MMA: Is There a Curse on the Sport?

Michael EvansCorrespondent IIIJune 26, 2011

LAS VEGAS - FEBRUARY 15:  UFC President Dana White arrives at UFC, Famous Stars and Straps and New Era's 'The Magic Party' at XS the nightclub on February 15, 2011 in Las Vegas, Nevada.  (Photo by Isaac Brekken/Getty Images)
Isaac Brekken/Getty Images

As the sport of mixed martial arts and the UFC struggles for mainstream status and a place amongst the elite leagues of NHL, NBA, MLB and NFL, many hurdles have been placed in the road ahead. Some of those involve government prejudice like in New York, while others are harder to put your finger on.

One of the largest problems in mixed martial arts is that not only do fighters need often lengthy dormancy periods between bouts, injuries also run rampant. All of the injuries that have been happening as of late have gotten me a little worried.

It almost feels like the famous curses of the Chicago Cubs or the Boston Red Sox, where seemingly non-factor events have ended up shaping history. Is the UFC and the sport of mixed martial arts cursed? A curse sounds far too supernatural to be taken seriously, but I bet Dana White and the UFC are starting to wonder.

In the past two months the UFC and Strikeforce have had a host of injuries, strange fighter withdrawals out of nowhere, lackluster events and a myriad of problems. First it was the biggest draw in the sport who went down. Brock Lesnar, the undisputed king of MMA pay per view, has once again been afflicted with diverticulitis and was forced to withdraw from UFC 131. He will be on the shelf for at least 6-9 months. If he ever fights again is anyone's guess.

Actually, that was not was the first big hit. Both Frankie Edgar and Gray Maynard were forced out of the main event of UFC 130 due to injuries. Now that their bout is delayed the division is on hold. Nothing can really happen until they meet for the third time. The heavyweight division is doing the same waiting game and will not move forward in any significant way until Cain Velasquez can finally defend his title against Junior dos Santos.
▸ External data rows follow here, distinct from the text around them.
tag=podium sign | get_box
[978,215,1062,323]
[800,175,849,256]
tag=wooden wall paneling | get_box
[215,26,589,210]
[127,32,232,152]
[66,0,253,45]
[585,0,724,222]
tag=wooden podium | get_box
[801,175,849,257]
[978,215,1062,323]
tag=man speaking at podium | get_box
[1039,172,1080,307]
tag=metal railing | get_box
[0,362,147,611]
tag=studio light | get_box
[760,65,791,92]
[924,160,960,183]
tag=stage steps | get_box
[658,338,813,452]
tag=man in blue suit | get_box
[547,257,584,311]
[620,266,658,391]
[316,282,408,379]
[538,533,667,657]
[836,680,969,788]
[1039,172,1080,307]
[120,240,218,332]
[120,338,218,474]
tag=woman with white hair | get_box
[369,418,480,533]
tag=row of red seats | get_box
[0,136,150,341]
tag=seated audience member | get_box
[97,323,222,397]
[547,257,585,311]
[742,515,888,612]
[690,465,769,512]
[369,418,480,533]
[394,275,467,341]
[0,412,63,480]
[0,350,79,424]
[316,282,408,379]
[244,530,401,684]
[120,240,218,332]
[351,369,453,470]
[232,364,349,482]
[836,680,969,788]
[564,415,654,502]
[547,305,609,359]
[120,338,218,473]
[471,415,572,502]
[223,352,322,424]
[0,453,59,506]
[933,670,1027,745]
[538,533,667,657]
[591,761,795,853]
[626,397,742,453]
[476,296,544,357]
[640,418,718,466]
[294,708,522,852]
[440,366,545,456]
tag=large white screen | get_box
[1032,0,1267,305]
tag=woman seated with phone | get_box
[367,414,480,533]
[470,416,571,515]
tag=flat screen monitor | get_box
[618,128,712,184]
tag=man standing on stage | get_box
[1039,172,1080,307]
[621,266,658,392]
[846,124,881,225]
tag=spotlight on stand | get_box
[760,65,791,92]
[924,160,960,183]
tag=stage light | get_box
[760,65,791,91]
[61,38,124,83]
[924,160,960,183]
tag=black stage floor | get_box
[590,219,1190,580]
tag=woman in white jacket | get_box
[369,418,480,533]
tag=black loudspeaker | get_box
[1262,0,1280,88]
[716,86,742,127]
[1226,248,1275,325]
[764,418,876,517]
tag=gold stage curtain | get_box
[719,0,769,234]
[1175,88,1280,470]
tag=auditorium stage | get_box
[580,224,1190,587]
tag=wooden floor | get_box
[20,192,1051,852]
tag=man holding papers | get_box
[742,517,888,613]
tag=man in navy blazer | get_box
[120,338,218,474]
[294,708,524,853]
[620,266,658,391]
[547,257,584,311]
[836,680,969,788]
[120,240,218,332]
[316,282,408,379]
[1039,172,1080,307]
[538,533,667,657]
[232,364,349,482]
Earlier this week, Roger Gracie withdrew from a July 30 bout with Muhammad Lawal that many fans were extremely eager to see. That eagerness is now replaced with despair. That emotion is becoming far too common lately.

There have been many other bad breaks in the MMA world lately, but none was more puzzling than the late scratch of Nate Marquardt from the UFC card to be held this evening, June 26. He not only pulled out of the fight on the day of the weigh-in, but he did so with no real reason or even a guess as to what went wrong. We as fans have been left to wonder. Dana White took no time in announcing that he is done with the UFC.

Although I don't believe in curses, witchcraft or other so-called mumbo jumbo, I do believe in evidence and patterns. This pattern of major combatants getting injured or withdrawing, patchwork main events and the resulting matchups being underwhelming is hurting mixed martial arts. If the UFC truly wants to be like the NFL, then Dana White must continue to be the bad cop and take a firm hand in cases like Nate Marquardt. He can't control the injuries and accidents, but he can ensure that his athletes adhere to some rules.

MMA may not be cursed but it definitely has many problems that need to be addressed. The scoring system is something that has been viewed as another bad spot, but that is a whole other story. Mixed martial arts is not cursed, it is simply a rowdy teenager that has yet to grow into a mature adult. Let's just give it some time.